NVIDIA franchit une nouvelle étape dans la course aux agents IA d'entreprise avec le lancement du NVIDIA Agent Toolkit, annoncé le 16 mars lors de la conférence GTC 2026 à San Jose. Cet outil open source permet aux entreprises de construire des agents autonomes capables de percevoir, raisonner et agir de manière indépendante au sein de systèmes internes, sans supervision humaine à chaque étape. Le PDG Jensen Huang résume l'enjeu : "Les employés seront décuplés par des équipes d'agents frontier, spécialisés et sur mesure qu'ils déploient et gèrent." Ce lancement intervient à un moment précis : le frein au déploiement des agents IA en entreprise n'est plus la performance, c'est la confiance. Les équipes IT hésitent à laisser des agents agir librement dans leurs systèmes faute de garde-fous standardisés. La réponse de NVIDIA est OpenShell, un runtime open source qui applique des politiques de sécurité, de réseau et de confidentialité pour encadrer chaque agent, appelé "claw" dans la terminologie maison. L'ambition est claire : faire de l'agentic AI un déploiement massif et contrôlé, et non un prototype en sandbox. Le toolkit embarque également NVIDIA AI-Q, un moteur de recherche agentique construit avec LangChain, qui combine des modèles frontier pour l'orchestration avec les modèles open source Nemotron pour les tâches analytiques intensives.
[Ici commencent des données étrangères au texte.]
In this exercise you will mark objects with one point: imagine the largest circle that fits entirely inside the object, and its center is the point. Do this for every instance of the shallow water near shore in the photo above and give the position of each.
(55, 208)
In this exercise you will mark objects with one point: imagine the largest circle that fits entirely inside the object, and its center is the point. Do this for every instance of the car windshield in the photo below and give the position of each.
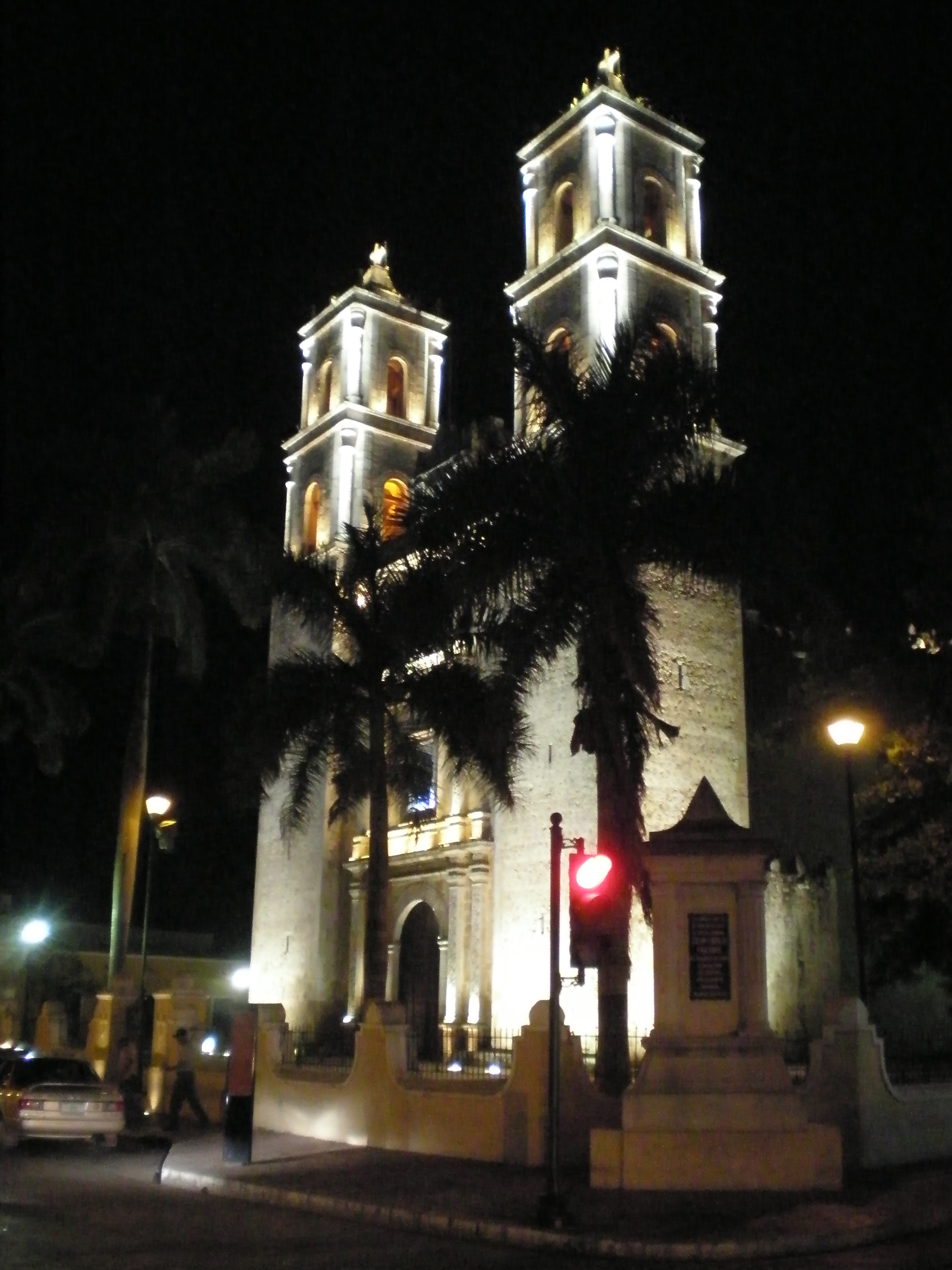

Résultat annoncé : une réduction des coûts de requêtes de plus de 50 % tout en atteignant les meilleures performances sur les benchmarks DeepResearch Bench I et II. Côté partenaires, la liste présentée à GTC est imposante, Adobe, Atlassian, SAP, Salesforce, ServiceNow, Siemens, Cisco, CrowdStrike et une quinzaine d'autres acteurs majeurs. IQVIA a déjà déployé plus de 150 agents dans ses équipes internes et chez 19 des 20 plus grandes entreprises pharmaceutiques mondiales. Au fond, NVIDIA cherche à s'imposer non plus seulement comme le fournisseur de puces pour l'IA, mais comme la couche d'infrastructure logicielle sur laquelle reposera l'ensemble de l'écosystème agentique entreprise. OpenShell, Nemotron, AI-Q : autant de briques d'une stack que NVIDIA veut voir s'installer sous une part massive du logiciel d'entreprise mondial, avec Cisco, CrowdStrike, Google, Microsoft Security et TrendAI déjà engagés pour intégrer la compatibilité OpenShell dans leurs propres outils de sécurité.

UELes entreprises européennes utilisant SAP ou Siemens pourraient adopter ce toolkit pour déployer des agents IA sécurisés en conformité avec l'AI Act.